Around 68 percent of the people who had to stop working in urban areas of Dhaka and Chattogram due to the pandemic have lost their jobs, according to a World Bank report.
The rate of the job losses was 76 percent in the capital while it was 59 percent in the port city, said the report, titled “Losing Livelihoods: The labour market impacts of Covid-19 in Bangladesh”.
Slum areas witnessed higher — 71 percent — job losses than non-slum areas where it was 61 percent, it said, adding that some of the people expecting to resume their previous jobs may not be able to do so, thus the actual job losses may have been even higher.
The report was prepared based on rapid panel phone surveys among respondents from Dhaka, Chattogram and Cox’s Bazar. The survey was carried out in two phases — one after the pandemic began and the second one from June 10 to July 10.
In Dhaka, one in four respondents reported not actively working in the week preceding their interviews but having worked before March 25. This figure was 22 percent in Chattogram.
In Cox’s Bazar, economic lockdowns were imposed early. Around 90 percent of the Bangladeshi living in the district reported being employed during a coronavirus-driven lockdown.
According to the World Bank report, the income losses were widespread across the three areas. In Dhaka and Chattogram, about 80 percent of wage earners and 94 percent of business owners said their earnings were lower than usual.
Median wages for salaried and daily workers declined by about 37 percent compared to usual earnings immediately before the Covid-19 struck. The decline was higher in Dhaka — 42 percent — and in Chattogram, it was 33 percent.
Among waged workers, daily and weekly wage labourers faced much higher losses in income (49 percent) compared to salaried workers.
Given the low rates of female labour force participation, women appear to be disproportionately affected by the pandemic and have experienced relatively higher job losses, the report said.
To cope with the income losses, 69 percent household reduced their food consumption; the same number of people took help from their friends.
Thirty-eight percent household surveyed received government help while 42 percent used their savings, according to the World Bank data.
This is mentionable there is a widespread uncertainty among participants in Dhaka and Chattogram about keeping jobs and business running.
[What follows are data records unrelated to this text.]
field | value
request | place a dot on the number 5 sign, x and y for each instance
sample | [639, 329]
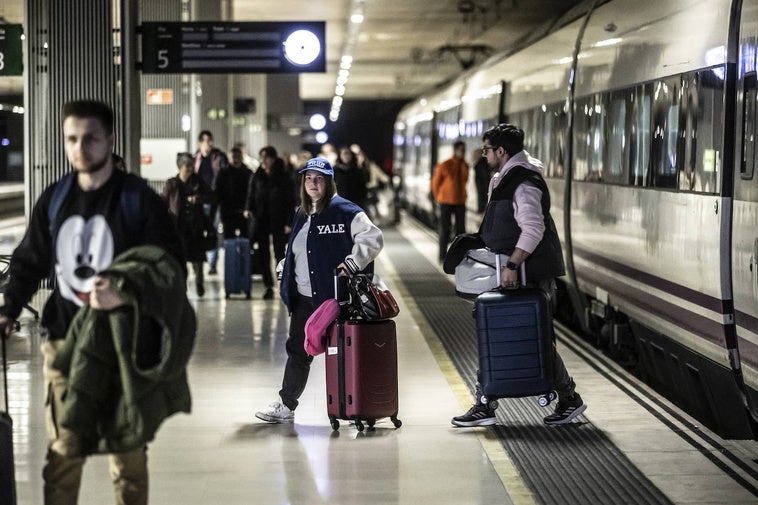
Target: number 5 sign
[11, 56]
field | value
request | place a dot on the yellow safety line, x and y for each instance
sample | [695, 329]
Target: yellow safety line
[509, 475]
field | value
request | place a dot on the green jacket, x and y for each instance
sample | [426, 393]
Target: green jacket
[126, 367]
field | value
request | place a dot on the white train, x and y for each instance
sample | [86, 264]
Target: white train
[645, 114]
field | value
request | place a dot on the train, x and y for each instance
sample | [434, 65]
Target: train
[645, 116]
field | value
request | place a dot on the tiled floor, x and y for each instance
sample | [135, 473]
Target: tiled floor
[221, 454]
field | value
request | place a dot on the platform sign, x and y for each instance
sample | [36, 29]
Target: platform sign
[11, 55]
[233, 48]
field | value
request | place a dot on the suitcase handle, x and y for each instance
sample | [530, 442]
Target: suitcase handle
[5, 367]
[522, 269]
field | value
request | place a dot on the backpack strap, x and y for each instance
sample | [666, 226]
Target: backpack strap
[131, 204]
[60, 192]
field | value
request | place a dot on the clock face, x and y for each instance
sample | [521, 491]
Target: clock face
[302, 47]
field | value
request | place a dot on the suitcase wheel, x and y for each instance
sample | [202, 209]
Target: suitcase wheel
[545, 400]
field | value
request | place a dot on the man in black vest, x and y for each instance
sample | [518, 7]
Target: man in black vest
[517, 222]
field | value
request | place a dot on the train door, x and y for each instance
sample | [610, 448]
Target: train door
[744, 253]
Only 58 percent of active workers surveyed thought they would be able to keep their job or activity running in the coming months. In Chattogram, it was 69 percent.
In the meantime, high levels of uncertainty in the job market are generating stress and anxiety that may further exacerbate health impacts associated with the pandemic, notably in mental health, the report said.
In poor areas of Dhaka and Chattogram, eight in 10 adults reported experiencing stress or anxiety that affected their ability to carry out their day-to-day activities.
“Reductions in wages among salaried and daily workers were significantly higher for women, consistent with their high engagement in the garment sector and housemaid services, both of which have been severely impacted by the pandemic.”
Among those who lost jobs, cleaning workers or housemaid received the biggest blow because 54 percent job losses were reported in these arenas. Second highest job loss was reported in the garments sector with 19 percent.
About the pre-pandemic situation regarding poverty, the report said a large share of the population — eight in 10 Bangladeshis — were poor or vulnerable to falling into poverty before the pandemic.
About 25 percent of population was living in poverty and another 54 percent could be considered vulnerable as they had consumption levels very close to the poverty line, according to the Household Income and Expenditure Survey 2016-17.
That indicates income losses related to Covid-19 are likely to push a large share of the population into poverty. And in most of the cases, the people are from the informal sector.
Incomes of informal workers and in affected sectors are assumed to decline by 50 percent and international remittances are also assumed to fall by half.
Comparing with a scenario without Covid-19, in 2020, average household per capita consumption would decline by an estimated 13 percent with an estimated loss in annual consumption of about $ 10.7 billion.
The national upper poverty rate is estimated to rise from 23 percent to 35 percent. This represents approximately 2.1 crore additional people falling into poverty in 2020.